The General Services Administration and Department of Homeland Security issued its “record of decision” last Thursday night. The recommendation is one of the last steps before the property is put to auction.
The agencies hope to close the research laboratory at Plum Island and use the profits from the island’s sale to cover the cost of constructing a new, $1.1 billion animal disease research laboratory in Manhattan, Kan. A facility at Kansas State University is necessary in order to study zoonotic diseases — illnesses that can be transferred from animals to people, said Homeland Security spokesman John Verrico.
The existing Plum Island lab does not have the capacity to study those types of diseases, Mr. Verrico said.
Additionally, Homeland Security wants to locate the research facility closer to veterinary schools and livestock, so samples can be received and processed faster, he said.
Meanwhile, elected leaders have taken issue with the the sale and taken steps to prevent development at the land.
Last month, Congressman Tim Bishop (D- Southampton) introduced “Save, don’t sell Plum Island,” a bill designed to overturn the 2008 congressional mandate for the federal government to sell the island.

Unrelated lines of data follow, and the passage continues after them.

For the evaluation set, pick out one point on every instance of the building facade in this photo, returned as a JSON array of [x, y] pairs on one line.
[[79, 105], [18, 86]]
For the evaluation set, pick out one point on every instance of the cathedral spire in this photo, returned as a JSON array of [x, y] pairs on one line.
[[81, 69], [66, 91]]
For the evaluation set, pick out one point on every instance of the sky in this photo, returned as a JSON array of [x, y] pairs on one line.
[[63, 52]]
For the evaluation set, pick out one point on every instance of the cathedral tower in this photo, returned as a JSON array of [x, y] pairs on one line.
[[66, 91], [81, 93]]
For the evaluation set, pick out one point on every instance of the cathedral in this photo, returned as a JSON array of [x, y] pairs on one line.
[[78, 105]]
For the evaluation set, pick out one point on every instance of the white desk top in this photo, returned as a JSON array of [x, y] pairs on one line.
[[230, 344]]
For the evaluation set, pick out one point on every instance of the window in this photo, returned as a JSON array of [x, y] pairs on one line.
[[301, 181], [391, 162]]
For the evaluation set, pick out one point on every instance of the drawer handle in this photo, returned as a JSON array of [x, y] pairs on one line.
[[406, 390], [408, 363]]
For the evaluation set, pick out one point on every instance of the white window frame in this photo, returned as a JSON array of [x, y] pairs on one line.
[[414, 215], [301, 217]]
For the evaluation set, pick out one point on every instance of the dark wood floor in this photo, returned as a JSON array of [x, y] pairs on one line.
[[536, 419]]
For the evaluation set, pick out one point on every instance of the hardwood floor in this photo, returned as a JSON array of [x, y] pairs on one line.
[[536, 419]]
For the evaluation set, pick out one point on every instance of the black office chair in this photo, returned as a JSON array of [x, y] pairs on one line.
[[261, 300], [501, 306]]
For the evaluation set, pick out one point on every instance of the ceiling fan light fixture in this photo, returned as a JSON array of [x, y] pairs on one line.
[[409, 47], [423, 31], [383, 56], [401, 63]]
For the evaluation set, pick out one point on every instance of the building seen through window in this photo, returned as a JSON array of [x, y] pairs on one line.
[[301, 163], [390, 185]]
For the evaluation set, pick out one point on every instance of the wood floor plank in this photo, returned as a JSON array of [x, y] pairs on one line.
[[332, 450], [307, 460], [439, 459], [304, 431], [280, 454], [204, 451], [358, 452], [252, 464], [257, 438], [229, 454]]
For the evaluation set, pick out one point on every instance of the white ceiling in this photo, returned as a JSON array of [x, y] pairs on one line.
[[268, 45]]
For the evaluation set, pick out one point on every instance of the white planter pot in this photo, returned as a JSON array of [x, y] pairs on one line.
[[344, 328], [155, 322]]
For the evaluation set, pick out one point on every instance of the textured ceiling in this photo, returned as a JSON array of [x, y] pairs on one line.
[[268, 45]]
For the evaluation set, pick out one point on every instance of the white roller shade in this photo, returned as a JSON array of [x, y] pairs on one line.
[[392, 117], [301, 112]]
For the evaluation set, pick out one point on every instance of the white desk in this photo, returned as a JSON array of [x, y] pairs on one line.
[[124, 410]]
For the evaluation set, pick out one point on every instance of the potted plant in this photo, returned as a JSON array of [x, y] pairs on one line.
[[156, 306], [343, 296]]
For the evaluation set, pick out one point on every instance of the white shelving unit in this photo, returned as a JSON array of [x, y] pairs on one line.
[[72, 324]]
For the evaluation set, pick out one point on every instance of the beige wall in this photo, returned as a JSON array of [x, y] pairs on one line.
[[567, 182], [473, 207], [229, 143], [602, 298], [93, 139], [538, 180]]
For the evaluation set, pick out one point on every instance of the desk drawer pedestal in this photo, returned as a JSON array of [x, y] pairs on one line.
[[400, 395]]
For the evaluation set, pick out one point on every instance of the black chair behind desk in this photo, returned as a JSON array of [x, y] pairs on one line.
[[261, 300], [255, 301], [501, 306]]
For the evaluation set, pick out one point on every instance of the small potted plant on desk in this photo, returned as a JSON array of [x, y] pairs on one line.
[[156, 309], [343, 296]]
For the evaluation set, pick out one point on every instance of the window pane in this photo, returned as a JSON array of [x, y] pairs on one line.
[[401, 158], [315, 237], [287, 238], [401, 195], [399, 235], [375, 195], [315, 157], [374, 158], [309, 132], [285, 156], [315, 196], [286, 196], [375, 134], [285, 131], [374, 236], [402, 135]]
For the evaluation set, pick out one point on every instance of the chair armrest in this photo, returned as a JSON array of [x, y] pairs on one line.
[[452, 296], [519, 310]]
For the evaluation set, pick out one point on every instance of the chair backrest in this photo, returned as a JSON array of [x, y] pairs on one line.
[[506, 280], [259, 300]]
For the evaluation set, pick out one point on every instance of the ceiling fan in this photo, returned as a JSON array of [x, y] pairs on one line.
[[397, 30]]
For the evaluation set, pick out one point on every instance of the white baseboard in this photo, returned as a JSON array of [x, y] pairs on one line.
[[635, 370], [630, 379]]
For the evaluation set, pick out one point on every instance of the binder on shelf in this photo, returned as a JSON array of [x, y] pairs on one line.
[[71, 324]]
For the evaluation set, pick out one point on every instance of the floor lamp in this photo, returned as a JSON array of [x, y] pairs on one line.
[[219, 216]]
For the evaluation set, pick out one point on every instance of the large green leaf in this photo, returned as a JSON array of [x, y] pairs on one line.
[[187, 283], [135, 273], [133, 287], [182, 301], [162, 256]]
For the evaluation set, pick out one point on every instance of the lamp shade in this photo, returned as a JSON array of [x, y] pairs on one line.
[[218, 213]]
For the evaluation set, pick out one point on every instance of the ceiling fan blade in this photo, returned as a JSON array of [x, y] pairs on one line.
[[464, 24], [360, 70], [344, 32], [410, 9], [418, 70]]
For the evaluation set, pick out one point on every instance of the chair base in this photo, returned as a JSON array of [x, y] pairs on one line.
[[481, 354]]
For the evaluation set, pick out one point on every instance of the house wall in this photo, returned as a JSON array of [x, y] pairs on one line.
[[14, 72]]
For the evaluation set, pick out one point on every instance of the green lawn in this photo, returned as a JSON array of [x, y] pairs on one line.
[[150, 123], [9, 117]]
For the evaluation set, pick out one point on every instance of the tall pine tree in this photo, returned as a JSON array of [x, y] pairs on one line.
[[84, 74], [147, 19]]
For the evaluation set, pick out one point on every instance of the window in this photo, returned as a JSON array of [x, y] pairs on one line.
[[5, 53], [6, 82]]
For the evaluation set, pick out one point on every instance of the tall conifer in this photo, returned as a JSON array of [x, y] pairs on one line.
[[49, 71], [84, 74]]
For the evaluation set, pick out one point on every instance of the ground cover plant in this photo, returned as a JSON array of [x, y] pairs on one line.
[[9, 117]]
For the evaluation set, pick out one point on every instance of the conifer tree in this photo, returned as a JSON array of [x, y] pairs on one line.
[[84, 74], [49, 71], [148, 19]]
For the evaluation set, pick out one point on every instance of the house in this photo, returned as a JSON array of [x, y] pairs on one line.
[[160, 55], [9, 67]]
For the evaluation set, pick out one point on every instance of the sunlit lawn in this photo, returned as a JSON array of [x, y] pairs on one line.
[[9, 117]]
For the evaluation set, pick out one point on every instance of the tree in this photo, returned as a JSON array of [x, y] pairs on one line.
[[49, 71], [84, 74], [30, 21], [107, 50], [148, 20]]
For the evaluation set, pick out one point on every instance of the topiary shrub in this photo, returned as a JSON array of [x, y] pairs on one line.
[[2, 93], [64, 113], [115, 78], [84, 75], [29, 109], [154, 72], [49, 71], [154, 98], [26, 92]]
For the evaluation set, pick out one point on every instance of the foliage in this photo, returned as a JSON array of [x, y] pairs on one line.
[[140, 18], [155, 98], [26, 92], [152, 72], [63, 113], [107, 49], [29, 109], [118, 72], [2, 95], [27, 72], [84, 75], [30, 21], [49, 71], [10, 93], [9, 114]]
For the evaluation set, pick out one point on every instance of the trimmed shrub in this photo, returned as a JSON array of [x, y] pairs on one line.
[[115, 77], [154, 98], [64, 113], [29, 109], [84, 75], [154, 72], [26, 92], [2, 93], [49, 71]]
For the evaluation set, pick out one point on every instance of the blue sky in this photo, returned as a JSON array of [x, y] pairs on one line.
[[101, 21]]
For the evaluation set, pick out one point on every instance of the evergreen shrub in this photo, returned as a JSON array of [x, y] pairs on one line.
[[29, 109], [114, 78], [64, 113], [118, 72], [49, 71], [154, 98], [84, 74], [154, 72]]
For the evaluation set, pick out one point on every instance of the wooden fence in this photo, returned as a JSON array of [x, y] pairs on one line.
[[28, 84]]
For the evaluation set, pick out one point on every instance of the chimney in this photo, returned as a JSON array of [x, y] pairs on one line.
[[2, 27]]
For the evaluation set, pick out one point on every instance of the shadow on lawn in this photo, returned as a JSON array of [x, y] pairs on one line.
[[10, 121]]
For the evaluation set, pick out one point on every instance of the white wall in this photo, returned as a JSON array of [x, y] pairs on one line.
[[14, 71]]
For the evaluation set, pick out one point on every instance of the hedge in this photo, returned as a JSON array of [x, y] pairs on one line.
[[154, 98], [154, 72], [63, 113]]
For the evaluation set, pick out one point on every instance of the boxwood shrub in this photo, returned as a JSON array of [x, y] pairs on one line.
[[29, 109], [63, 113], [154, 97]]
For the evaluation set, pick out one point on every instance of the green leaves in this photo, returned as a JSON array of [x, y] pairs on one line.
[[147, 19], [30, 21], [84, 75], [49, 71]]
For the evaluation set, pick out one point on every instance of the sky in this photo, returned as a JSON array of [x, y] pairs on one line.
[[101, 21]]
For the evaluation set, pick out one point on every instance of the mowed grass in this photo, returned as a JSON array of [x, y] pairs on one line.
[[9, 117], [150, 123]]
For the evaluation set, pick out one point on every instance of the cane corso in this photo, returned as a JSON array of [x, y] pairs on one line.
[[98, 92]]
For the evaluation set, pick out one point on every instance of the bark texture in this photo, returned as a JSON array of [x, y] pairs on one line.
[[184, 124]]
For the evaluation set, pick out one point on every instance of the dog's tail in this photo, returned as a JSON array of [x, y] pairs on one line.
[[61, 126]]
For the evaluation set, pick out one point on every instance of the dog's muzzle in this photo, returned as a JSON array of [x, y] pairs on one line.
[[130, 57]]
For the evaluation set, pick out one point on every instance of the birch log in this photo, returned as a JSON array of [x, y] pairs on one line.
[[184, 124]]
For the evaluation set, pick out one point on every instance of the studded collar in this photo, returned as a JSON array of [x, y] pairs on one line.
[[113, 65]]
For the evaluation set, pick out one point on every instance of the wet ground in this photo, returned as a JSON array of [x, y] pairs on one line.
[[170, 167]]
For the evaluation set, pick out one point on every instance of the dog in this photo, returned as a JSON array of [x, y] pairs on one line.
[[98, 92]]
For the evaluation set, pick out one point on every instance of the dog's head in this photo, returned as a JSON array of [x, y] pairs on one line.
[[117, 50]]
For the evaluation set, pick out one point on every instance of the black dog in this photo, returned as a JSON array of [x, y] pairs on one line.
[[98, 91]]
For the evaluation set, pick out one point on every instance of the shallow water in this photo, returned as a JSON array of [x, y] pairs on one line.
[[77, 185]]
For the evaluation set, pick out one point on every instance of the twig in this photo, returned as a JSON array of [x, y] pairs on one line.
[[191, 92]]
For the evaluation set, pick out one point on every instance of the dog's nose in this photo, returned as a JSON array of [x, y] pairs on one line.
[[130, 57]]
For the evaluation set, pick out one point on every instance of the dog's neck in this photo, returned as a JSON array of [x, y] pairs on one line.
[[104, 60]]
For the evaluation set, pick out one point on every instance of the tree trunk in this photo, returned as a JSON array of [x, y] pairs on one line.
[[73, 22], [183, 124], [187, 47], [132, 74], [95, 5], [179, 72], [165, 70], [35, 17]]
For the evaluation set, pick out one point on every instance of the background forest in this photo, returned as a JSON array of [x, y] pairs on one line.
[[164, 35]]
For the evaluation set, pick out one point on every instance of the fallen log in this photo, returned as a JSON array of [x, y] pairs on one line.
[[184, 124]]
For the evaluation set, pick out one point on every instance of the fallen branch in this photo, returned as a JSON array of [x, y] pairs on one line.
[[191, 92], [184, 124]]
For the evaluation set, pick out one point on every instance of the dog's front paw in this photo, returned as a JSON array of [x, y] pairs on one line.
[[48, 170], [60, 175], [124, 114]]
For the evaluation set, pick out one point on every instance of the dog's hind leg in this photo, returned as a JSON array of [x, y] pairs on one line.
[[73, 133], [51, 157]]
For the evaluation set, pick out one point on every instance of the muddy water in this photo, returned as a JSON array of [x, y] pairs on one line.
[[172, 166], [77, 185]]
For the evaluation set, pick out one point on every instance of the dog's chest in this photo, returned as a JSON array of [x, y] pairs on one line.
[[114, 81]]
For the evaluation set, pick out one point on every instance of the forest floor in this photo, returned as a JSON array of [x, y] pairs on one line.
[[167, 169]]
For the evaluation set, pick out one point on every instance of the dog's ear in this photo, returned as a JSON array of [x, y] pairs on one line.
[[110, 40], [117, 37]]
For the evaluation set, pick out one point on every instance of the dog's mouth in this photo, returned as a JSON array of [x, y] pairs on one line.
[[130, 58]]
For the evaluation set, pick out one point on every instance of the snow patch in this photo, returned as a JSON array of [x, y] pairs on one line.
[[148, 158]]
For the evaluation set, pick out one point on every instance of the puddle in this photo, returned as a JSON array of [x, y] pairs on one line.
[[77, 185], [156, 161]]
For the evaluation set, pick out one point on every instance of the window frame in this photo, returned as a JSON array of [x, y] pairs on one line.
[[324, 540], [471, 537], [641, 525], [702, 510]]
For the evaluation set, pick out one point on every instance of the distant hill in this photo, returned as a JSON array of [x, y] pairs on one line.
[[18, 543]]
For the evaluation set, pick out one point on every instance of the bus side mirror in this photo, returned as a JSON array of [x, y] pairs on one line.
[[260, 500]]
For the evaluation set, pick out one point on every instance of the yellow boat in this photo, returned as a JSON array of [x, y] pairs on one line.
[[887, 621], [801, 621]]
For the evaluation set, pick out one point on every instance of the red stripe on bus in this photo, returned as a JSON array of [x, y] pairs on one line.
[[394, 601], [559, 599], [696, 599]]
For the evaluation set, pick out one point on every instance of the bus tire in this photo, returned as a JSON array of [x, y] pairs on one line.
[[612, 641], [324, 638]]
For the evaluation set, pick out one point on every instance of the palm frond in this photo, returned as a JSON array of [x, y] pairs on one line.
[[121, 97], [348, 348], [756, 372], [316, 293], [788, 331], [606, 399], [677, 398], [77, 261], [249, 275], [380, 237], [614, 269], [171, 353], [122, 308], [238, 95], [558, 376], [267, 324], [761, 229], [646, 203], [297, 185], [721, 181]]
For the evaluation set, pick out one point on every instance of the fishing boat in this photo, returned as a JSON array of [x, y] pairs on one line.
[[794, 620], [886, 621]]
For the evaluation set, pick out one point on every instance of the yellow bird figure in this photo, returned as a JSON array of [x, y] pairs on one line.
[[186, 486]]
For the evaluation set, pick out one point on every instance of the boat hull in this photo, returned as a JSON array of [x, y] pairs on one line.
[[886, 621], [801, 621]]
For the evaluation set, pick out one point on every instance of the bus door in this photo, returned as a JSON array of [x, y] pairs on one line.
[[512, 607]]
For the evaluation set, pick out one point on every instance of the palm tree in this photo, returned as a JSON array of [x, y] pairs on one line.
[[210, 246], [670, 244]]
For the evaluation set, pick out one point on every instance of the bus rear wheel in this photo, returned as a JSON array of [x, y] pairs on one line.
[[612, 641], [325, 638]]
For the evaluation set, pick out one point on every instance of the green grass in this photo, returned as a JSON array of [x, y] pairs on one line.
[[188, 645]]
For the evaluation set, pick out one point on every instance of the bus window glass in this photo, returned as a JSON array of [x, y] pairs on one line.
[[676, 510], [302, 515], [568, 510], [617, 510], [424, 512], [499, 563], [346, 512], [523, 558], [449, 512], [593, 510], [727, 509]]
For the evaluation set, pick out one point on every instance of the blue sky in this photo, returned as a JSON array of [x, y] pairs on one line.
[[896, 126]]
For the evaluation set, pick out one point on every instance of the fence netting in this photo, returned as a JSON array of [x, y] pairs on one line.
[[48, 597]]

Meanwhile, Southold Town approved new zoning laws Tuesday that would prevent any significant development of the island.
The record of decision comes two months after the General Services Administration released is final environmental study that suggested up to 500 homes could be built on the island.
The study had environmental groups up in arms, pointing to several holes in the document, including citing the discovery of mammoth bones on the island that were later found to be discovered on Plum Island, Mass., not New York.
The General Services Administration and Homeland Security issued a joint statement saying the agencies issued the record of decision after considering “all the factors discovered and analyzed” during the National Environmental Policy Act process.
Mr. Verrico said there is no estimate of what the 840-acre island could fetch at auction, but said the sale was at least five years away.